There is no other such case described, according to the researcher Miguel Urioste, who has led the Family Cancer Clinical Unit of the CNIO until retirement. “Academically you cannot speak of a new syndrome because it is the description of a single case, but biologically it is”.
Aggressive tumors disappear easily
One of the facts that most intrigued the research team was that the five aggressive tumors developed by the woman disappeared relatively easily.
Their hypothesis is that the constant production of cells with alterations has generated in the woman a chronic defensive response against these cells, and this helps to make the tumors disappear, so they have warned of the possibility that this could be useful for other patients: “by boosting their immune response we would help them slow down tumor development”, explained Malumbres.
To thoroughly study the patient and her relatives – several with mutations in the same gene, but only in one of the copies – the scientists used single cell analysis technology, which provides an “unthinkable” amount of information ” only a few years ago, the CNIO has highlighted.
It is about analyzing the genes “of each of the blood cells separately”, explained Carolina Villarroya-Beltri, CNIO researcher and first signatory of the study.
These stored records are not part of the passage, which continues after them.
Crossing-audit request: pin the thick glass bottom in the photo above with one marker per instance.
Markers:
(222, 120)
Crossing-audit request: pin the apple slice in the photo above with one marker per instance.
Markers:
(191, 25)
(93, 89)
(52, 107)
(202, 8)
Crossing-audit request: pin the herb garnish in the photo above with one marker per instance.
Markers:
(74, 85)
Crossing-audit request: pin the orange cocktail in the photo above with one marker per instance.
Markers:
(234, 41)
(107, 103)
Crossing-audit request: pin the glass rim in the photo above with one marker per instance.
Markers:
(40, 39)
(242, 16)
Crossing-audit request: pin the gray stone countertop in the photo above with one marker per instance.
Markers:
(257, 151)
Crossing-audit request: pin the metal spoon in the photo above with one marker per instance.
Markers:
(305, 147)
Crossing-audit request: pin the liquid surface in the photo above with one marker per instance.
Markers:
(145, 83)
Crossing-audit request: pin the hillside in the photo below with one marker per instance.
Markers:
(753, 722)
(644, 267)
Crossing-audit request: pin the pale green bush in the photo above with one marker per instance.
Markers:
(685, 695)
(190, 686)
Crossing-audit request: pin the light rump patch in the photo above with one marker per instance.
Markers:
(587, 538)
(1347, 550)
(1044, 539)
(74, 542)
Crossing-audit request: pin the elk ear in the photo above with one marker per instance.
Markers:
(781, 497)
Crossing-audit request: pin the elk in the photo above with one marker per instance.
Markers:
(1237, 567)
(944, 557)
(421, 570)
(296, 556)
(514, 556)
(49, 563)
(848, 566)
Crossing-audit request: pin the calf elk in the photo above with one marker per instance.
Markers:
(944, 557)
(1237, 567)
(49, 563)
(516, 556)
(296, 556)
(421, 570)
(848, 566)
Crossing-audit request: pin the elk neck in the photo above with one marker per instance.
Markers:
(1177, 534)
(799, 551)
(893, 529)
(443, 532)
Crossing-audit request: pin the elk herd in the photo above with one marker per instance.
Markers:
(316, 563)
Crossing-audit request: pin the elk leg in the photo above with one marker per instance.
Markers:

There are many different types of cells in the sample and generally all of them are sequenced, “but by analyzing thousands of these cells separately, one by one, you can study what happens in each cell. specific situation, and what are the consequences of these changes for the patient”, he specified.
Following their findings, the researchers propose in the paper that single-cell analysis can be used to identify cells with tumor potential long before clinical symptoms, or observable markers in analytical tests, appear. This study has opened new avenues for early diagnosis and immunotherapy to fight cancer.
The research has been coordinated by researchers Sandra Rodríguez-Perales, head of the CNIO Cytogenetics Unit; Marcos Malumbres, head of the Cell and Cancer Division of the CNIO; and Miguel Urioste, head of the Clinical Family Cancer Unit of the CNIO until retirement, and has had funds from the Ministry of Science and Innovation; the Scientific Foundation of the Spanish Association Against Cancer; and the Community of Madrid.